Prosecutors resign from Roger Stone’s case after DOJ interference in sentencing

Former aide to President Donald Trump Roger Stone leaves the E. Barrett Prettyman United States Courthouse after being found guilty of obstructing a congressional investigation into Russia’s interference in the 2016 election on November 15, 2019, in Washington, DC | Win McNamee/Getty Images

Aaron Zelinsky and Jonathan Kravis withdrew from the case Tuesday.

Two lead prosecutors on Roger Stone’s case abruptly withdrew from that proceeding Tuesday afternoon, just over a week before Stone’s sentencing — in an apparent protest of interference from Justice Department higher-ups over a sentencing recommendation for the longtime Trump adviser.

Aaron Zelinsky, who worked on special counsel Robert Mueller’s team and then aided the US Attorney’s Office for the District of Columbia in Stone’s trial, told a judge in a filing Tuesday that he was withdrawing from the case and had “resigned effective immediately” from his role in that office, where he was on temporary assignment.

Now, it does not appear that Zelinsky is resigning from the Justice Department entirely — his regular post is in the US Attorney’s Office for Maryland, and he does not mention resigning from that.

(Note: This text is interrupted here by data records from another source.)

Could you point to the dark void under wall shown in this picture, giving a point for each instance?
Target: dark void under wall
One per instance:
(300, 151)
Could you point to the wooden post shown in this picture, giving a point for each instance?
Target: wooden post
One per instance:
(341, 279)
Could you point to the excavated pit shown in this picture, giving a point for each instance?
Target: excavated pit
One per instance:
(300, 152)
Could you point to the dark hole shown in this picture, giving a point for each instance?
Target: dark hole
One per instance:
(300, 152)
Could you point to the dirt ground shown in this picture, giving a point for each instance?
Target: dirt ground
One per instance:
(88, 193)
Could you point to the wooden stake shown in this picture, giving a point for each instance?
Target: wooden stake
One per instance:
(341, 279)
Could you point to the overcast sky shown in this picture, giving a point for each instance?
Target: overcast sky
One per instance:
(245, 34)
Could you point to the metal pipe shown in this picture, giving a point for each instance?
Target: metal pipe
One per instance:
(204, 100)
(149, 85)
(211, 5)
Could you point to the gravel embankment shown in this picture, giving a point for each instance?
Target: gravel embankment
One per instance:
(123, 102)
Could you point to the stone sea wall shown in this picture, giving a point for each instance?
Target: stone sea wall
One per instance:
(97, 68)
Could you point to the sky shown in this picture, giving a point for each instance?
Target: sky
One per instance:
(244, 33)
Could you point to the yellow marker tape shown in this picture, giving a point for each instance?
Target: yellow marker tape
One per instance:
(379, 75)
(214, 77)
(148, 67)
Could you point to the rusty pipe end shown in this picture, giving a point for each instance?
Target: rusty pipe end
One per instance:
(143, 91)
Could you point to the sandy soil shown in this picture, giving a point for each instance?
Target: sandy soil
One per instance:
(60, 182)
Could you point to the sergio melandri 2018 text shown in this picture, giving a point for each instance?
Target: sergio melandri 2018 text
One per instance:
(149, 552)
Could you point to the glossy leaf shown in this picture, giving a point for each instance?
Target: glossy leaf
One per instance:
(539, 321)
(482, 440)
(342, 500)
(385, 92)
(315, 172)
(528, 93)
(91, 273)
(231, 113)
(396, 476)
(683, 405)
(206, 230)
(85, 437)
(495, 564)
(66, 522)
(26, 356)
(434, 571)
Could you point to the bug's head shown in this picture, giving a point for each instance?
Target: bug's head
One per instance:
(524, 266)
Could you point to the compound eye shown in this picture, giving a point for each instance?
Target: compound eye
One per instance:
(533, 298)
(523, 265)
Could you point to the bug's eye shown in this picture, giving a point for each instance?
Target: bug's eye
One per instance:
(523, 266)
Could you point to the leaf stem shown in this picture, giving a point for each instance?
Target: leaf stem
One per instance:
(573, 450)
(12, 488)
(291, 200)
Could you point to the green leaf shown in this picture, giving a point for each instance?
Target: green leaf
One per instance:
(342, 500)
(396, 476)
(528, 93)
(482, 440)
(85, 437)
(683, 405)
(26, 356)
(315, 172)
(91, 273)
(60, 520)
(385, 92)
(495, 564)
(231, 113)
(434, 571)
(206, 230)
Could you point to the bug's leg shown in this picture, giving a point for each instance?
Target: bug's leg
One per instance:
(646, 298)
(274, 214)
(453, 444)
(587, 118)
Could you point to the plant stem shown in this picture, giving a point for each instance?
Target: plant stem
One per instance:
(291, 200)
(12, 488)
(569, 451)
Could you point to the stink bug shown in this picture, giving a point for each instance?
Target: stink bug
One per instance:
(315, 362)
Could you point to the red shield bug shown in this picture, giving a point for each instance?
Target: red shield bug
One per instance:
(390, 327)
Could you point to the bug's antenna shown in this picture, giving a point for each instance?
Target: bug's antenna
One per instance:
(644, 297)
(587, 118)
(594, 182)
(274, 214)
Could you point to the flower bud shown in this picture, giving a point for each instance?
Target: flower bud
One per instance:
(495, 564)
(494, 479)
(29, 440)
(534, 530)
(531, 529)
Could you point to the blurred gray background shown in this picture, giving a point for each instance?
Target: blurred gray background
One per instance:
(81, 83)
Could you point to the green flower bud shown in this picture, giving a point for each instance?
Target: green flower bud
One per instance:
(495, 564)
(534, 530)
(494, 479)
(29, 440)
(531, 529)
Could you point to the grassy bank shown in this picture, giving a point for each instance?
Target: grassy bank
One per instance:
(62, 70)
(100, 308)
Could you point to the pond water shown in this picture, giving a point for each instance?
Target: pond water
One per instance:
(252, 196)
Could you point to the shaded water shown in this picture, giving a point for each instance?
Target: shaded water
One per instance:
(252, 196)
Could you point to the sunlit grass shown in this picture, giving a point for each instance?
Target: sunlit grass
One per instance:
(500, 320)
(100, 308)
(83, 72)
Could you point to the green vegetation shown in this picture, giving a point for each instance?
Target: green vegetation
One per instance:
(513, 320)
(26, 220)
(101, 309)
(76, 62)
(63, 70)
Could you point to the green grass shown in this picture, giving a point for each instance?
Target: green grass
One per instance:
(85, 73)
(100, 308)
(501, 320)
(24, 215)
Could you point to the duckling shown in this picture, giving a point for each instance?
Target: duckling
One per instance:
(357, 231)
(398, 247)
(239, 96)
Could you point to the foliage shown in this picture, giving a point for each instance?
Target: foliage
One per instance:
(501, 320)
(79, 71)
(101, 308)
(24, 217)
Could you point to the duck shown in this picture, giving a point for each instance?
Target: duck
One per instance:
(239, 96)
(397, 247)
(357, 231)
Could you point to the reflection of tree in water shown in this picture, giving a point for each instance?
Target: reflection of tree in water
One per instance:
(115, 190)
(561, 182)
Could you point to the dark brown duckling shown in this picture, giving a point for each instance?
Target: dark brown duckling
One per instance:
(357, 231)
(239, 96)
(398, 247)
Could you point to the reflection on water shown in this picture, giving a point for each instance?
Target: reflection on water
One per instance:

Yet shortly afterward, another Stone prosecutor, Jonathan Kravis, told the court he was also leaving the case because he “has resigned as an Assistant United States Attorney.” Taken together, the moves are an unmistakable protest against Justice Department leadership.

Stone was indicted by Mueller’s team in January 2019 and charged with making false statements, obstruction, and witness tampering. The charges focused on Stone’s alleged lies to the House Intelligence Committee in 2017 about his statements on and efforts to get in touch with WikiLeaks during the 2016 campaign. He was convicted on all seven counts at trial in November.

With Stone’s sentencing date of February 20 approaching, prosecutors had to submit their sentencing memo for him on Monday. In it, prosecutors said that a sentence for Stone of between 87 and 108 months (about seven to nine years) — a number calculated by the probation office, in accordance with standard sentencing guidelines — would be “appropriate.”

President Trump responded to this with outrage in a set of late-night tweets and retweets. “This is a horrible and very unfair situation,” he tweeted at 1:48 am Tuesday. “The real crimes were on the other side, as nothing happens to them. Cannot allow this miscarriage of justice!”

This immediately stoked speculation about whether Trump planned to pardon Stone or commute his sentence. Then later Tuesday morning, reporters started to hear that the Justice Department was in fact going to change its position.

A senior Justice Department source told the Washington Post Tuesday that “the Department finds seven to nine years extreme, excessive and grossly disproportionate” — and that they’d “clarify” their position “later today.” That source claimed they made this decision to do so before Trump posted his tweet (a claim that’s been greeted with much skepticism).

Such interference in a sentencing recommendation made by career prosecutors is highly unusual. And what happened next was even more unusual — Zelinsky informed the court he was withdrawing from Stone’s case just days before sentencing and resigning his special posting with the DC US Attorney’s Office. Kravis then said he too was resigning.

Yet it is not the first example of a curious change in a sentencing recommendation for a close Trump ally. Former National Security Adviser Michael Flynn is also awaiting sentencing for his guilty plea in connection with the Mueller probe — and, after agreeing to cooperate with the government, apparently reneged on that commitment.

So prosecutors recommended in January that Flynn be sentenced “within” the range of zero to six months of incarceration — but, a few weeks later, added that they “do not oppose” a “sentence of probation” instead.

All of this raises yet more questions about what, exactly, is going on at the Justice Department under Attorney General Bill Barr — and whether friends (or enemies) of the president now get different rules applied to them.